What is an Accessibility Action Plan?

An Accessibility Action Plan (AAP) is the most widely accepted term for what used to be known as Disability Action Plans. Many leading organisations now use the term Accessibility Action Plan.

An Accessibility Action Plan is an outward sign of an organisation’s intention to eliminate discrimination and outlines its plan for how this will be tackled.

It details how an organisation is making its workplace, products and services accessible to people with disability, and informs the public how it is approaching diversity and inclusion.  

An Accessibility Action Plan can also reduce the likelihood of discrimination complaints and the costs that accompany this. It is a formal document with particular requirements that is usually lodged with the Australian Human Rights Commission.

For information and assistance on developing your Accessibility Action Plan, please visit our Consultancy page.

The Disability Discrimination Act 1992 (DDA) encourages organisations to develop action plans to eliminate discriminatory practices. It effectively is a strategy for changing business practices which might result in discrimination against people with disability.

For an organisation to benefit from the work involved in developing an action plan, the Australian Human Rights Commission (AHRC) recommends that an action plan should:

  • Eliminate discrimination in an active way
  • Improve services to existing consumers or customers
  • Enhance organisational image
  • Reduce the likelihood of complaints being made
  • Increase the likelihood of being able to successfully defend complaints
  • Increase the likelihood of avoiding costly legal action
  • Allow for a planned and managed change in business or services
  • Open up new markets and attract new consumers

An Accessibility Action Plan will be effective in ensuring compliance with the DDA if it convinces complainants and ultimately a Hearing Commissioner or the Federal Court that it:

  1. Demonstrates commitment to eliminating discrimination
  2. Shows clear evidence of effective consultation with stakeholders
  3. Has priorities which are appropriate and relevant
  4. Provides continuing consultation, evaluation and review
  5. Has clear timelines and implementation strategies and
  6. Is in fact being implemented.

Developing and implementing an Accessibility Action Plan is a voluntary, proactive approach to DDA compliance. It has benefits both for organisations and for people with disability. For organisations, the development and implementation of action plans enhances corporate image, delivers services more efficiently and accesses a wider market. It also enables organisations to set objectives and actions, assign accountability and responsibility and measure outcomes through effective evaluation methods.

For examples of best practice Accessibility Action Plans, see our page, Accessibility Action Plan - Development and Advice.

How is an Accessibility Action Plan developed?

Key people who are responsible for delivering policies and processes relating to all internal and external processes including IT, property, employment, communications, advertising and goods and services need to:

  • Review current practices to identify barriers
  • Develop policies and programs to eliminate barriers
  • Allocate responsibility
  • Devise evaluation strategies to monitor progress
  • Develop communication strategies

In a small business, this may be relatively straightforward and you may choose to implement changes rather than formally develop and lodge an Accessibility Action Plan. However, in large complex organisations with multiple outlets, the required changes may need to be planned over a period of years.

Each business unit manager needs to establish how accessible their policies, processes and goods and services currently are for people with disability.
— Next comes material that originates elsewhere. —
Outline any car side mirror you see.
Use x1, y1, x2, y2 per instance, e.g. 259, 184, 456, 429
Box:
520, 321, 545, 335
This can be done in consultation with people with disability stakeholder groups including employees with disability. Actions need to be prioritised to eliminate the barriers that have the greatest impact first. 

Accessibility Action Plans need to allocate the financial and people resources required to implement the required changes. An action plan that is not supported by financial and people resources is destined to fail. Once developed, an action plan can be given to the Human Rights and Equal Opportunity Commission. In the event of a complaint, the Commission is required by the DDA to consider the organisation's Accessibility Action Plan.